Seit langem führen wir wieder einen fliegenden Crewwechsel durch. Kurz nach unserem umständlichen Anlegen in der Simpson Bay Marina steigt Jimi, der schon seit einer Woche in Sint Maarten urlaubt, aus den Tiefen seines letzten Tauchgangs empor und wir treffen uns in seiner Stammbar. Mit seinem Mietauto können wir uns zu fünft dann sogar noch auf zwei kleine Ausflüge begeben:
Zum einen der berühmt berüchtigte internationale Flughafen von Sint Maarten mit dem unmittelbar angrenzenden gefährlichsten Strand der Welt. Aus sicherer Distanz beobachten wir wie im Minutentakt kleinere Privatjets und gar nicht so kleine Passagierflugzeuge über unsere Köpfe brausen und Landen. Noch spektakulärer sind jedoch die Starts, bei denen die Düsen den gesamten Strand aufwirbeln, Taschen ins Meer wehen und den Badegästen und Schaulustigen ein Sandpeeling verpassen. Ein windiges Spektakel auf dieser windigen Insel.
Princess Juliana International Airport
Zum anderen schaffen wir es genau zum Sundowner noch in die malerische Indigo Bay, wo wir mit einer Runde Bier und Wellenplantschen auf das erfolgreiche Zusammentreffen in der Karibik anstoßen.
Indigo Beach
Ausklang im Lagoonis, Simpson Bay
Am Abend des nächsten Tags setzen wir über zu den British Virgin Islands – ein Sehnsuchtsort. Seglerparadies, Strände, Schnorcheln! Die Überfahrt bietet alles: Nachdem wir bei gemütlichen Bedingungen starten, nimmt der Wind gegen Abend zu, hört fast auf, nimmt dann stark zu inklusive dramatischem, nächtlichem Reffmanöver, nur um dann gänzlich aufzuhören und uns zu 30 sm unter Motor zu zwingen.
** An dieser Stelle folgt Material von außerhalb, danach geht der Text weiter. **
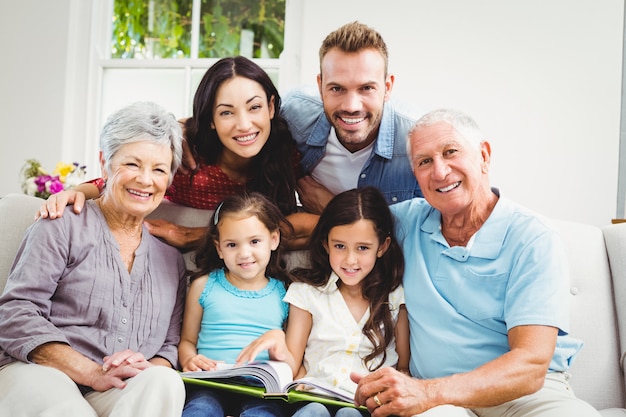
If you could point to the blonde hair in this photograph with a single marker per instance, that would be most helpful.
(355, 37)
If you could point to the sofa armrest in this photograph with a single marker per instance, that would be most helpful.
(615, 239)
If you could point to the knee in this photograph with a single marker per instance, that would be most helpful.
(165, 378)
(313, 410)
(348, 412)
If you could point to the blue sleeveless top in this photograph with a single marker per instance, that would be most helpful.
(233, 318)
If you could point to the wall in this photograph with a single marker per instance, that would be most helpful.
(543, 79)
(32, 85)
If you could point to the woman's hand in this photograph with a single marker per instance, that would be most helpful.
(178, 236)
(199, 363)
(55, 205)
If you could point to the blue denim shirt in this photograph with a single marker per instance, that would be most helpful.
(388, 167)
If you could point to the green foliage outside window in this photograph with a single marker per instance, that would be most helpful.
(162, 28)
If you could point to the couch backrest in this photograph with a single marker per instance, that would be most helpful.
(596, 373)
(596, 376)
(17, 212)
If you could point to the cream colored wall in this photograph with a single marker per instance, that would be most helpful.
(542, 78)
(32, 84)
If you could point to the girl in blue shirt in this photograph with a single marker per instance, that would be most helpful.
(239, 276)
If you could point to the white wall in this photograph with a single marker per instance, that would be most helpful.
(32, 85)
(543, 79)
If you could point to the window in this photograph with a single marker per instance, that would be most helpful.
(197, 29)
(158, 50)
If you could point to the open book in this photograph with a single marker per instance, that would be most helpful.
(271, 380)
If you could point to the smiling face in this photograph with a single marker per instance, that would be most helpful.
(242, 117)
(353, 250)
(451, 171)
(137, 177)
(245, 245)
(354, 88)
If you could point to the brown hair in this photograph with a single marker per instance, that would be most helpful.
(346, 208)
(355, 37)
(241, 206)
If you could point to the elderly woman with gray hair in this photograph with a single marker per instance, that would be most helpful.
(91, 314)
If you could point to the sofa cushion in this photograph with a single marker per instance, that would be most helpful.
(593, 316)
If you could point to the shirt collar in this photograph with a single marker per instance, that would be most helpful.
(384, 142)
(488, 240)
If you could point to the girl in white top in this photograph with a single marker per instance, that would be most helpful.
(347, 311)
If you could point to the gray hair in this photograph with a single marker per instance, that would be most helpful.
(461, 122)
(138, 122)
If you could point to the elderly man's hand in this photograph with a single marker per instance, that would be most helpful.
(390, 392)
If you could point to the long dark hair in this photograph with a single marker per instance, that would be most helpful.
(240, 206)
(274, 170)
(346, 208)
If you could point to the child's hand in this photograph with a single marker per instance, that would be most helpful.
(199, 363)
(273, 341)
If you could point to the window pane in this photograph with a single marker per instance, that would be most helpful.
(163, 28)
(253, 28)
(151, 29)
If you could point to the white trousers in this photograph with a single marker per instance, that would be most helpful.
(28, 390)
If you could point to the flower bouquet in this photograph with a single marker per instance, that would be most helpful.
(37, 182)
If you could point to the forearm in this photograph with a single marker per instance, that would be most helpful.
(186, 352)
(78, 367)
(504, 379)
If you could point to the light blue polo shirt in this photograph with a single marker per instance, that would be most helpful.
(462, 301)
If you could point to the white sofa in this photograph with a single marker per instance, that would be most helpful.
(598, 292)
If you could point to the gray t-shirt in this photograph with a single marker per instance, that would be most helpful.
(69, 284)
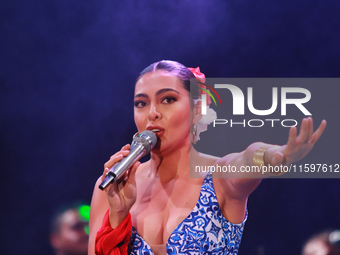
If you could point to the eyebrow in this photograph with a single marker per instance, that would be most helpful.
(157, 93)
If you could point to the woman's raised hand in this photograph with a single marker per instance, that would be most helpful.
(298, 146)
(121, 194)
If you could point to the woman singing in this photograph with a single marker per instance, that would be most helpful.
(157, 208)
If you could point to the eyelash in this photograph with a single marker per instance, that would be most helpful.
(140, 103)
(171, 98)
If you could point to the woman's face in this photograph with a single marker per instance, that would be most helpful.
(161, 104)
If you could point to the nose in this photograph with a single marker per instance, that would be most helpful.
(154, 114)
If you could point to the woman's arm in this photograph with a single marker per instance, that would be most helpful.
(118, 198)
(239, 185)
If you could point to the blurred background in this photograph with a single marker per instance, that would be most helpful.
(67, 74)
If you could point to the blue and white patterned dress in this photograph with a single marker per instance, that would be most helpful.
(204, 231)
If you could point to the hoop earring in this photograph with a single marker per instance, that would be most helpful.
(194, 134)
(134, 136)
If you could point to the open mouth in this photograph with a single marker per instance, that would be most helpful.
(158, 131)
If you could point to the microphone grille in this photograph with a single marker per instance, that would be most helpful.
(147, 138)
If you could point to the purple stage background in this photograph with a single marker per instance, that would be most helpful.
(67, 73)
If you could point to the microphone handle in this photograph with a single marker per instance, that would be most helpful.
(137, 151)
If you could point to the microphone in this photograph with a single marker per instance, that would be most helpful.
(141, 145)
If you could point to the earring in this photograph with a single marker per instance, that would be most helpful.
(134, 136)
(194, 134)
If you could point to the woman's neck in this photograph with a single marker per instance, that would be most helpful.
(173, 165)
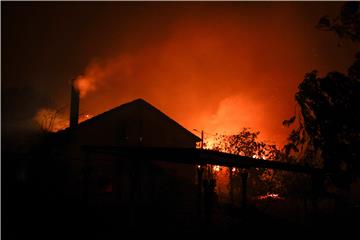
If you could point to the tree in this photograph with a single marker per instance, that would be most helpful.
(328, 132)
(246, 143)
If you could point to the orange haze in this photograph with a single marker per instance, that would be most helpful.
(216, 67)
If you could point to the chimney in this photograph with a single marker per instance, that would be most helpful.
(74, 105)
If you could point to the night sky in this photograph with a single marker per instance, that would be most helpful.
(213, 66)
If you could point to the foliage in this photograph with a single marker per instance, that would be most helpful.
(246, 143)
(346, 25)
(328, 131)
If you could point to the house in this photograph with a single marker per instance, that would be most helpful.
(121, 180)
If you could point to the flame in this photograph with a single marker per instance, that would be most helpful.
(216, 168)
(270, 196)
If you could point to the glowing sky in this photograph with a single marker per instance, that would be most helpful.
(213, 66)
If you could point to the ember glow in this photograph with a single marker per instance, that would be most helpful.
(270, 196)
(219, 74)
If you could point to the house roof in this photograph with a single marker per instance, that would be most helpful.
(136, 104)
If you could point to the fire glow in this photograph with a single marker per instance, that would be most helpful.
(268, 196)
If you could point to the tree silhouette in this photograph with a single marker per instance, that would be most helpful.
(328, 131)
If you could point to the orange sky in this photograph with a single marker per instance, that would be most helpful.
(213, 66)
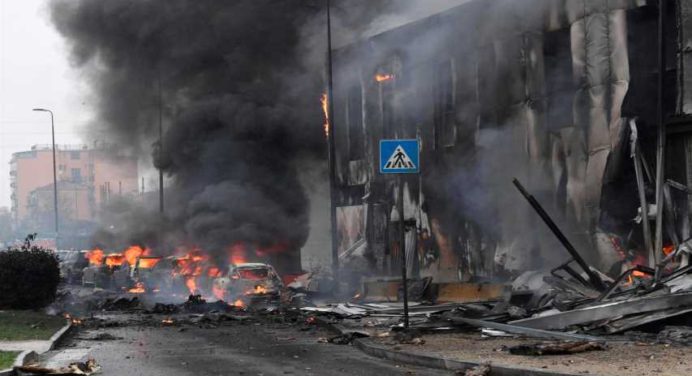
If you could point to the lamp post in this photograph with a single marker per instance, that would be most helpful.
(55, 176)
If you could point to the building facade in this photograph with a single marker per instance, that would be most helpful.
(87, 179)
(549, 92)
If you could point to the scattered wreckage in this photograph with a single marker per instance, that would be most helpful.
(574, 303)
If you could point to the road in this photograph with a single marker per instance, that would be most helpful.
(239, 349)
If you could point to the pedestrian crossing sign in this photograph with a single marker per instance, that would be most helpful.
(399, 156)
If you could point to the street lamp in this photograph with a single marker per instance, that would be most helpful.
(55, 177)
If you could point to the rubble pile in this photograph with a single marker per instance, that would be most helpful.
(574, 302)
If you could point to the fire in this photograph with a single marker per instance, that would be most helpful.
(133, 253)
(138, 289)
(383, 77)
(95, 257)
(214, 272)
(148, 262)
(260, 290)
(115, 259)
(191, 284)
(325, 109)
(130, 255)
(219, 293)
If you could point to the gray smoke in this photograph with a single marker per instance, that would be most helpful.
(239, 108)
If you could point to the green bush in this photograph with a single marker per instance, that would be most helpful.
(29, 277)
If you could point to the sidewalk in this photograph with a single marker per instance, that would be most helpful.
(630, 358)
(463, 350)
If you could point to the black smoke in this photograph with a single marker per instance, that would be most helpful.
(240, 108)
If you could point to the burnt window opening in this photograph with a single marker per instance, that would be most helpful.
(76, 175)
(445, 106)
(355, 123)
(387, 100)
(559, 82)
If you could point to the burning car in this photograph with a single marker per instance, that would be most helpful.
(247, 283)
(71, 265)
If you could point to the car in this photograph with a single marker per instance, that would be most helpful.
(71, 265)
(247, 283)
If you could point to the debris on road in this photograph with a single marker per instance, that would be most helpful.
(89, 367)
(479, 370)
(559, 348)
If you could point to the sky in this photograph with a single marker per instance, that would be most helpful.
(35, 72)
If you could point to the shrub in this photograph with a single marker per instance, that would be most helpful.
(29, 277)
Während der Fahrt wird musiziert, gegessen, ein Kreuzfahrtschiff befreundet und Jimi ans Seefahrtleben gewöhnt.
Unsere erste Anlaufstelle sollte die östlich gelegene Insel Virgin Gorda sein. Am späten Vormittag ankern wir nach ein paar morgendlichen Powernaps vor Great Harbour und klarieren ein.
Da wir ab hier ein neues Reisekapitel starten, gibt es zum Abschluss von Saint Martin noch eine Anekdote aus Guadeloupe:
Wir befinden uns gerade in Deshaies mitten im Ankermanöver. Parallel zu uns wirft ein weiteres Boot den Anker. Bei genauerer Betrachtung besteht die Crew aus nur einem Mann, der splitterfasernackt zwischen Bug und Ruderstand hin und her hopst, um sein Manöver zu vollführen. Der Wind dreht und das Boot präsentiert uns sein Heck, auf dem in großen Lettern der Bootsname zu lesen ist: Full Moon. Direkt darüber am Steuer der full moon ihres Kapitäns.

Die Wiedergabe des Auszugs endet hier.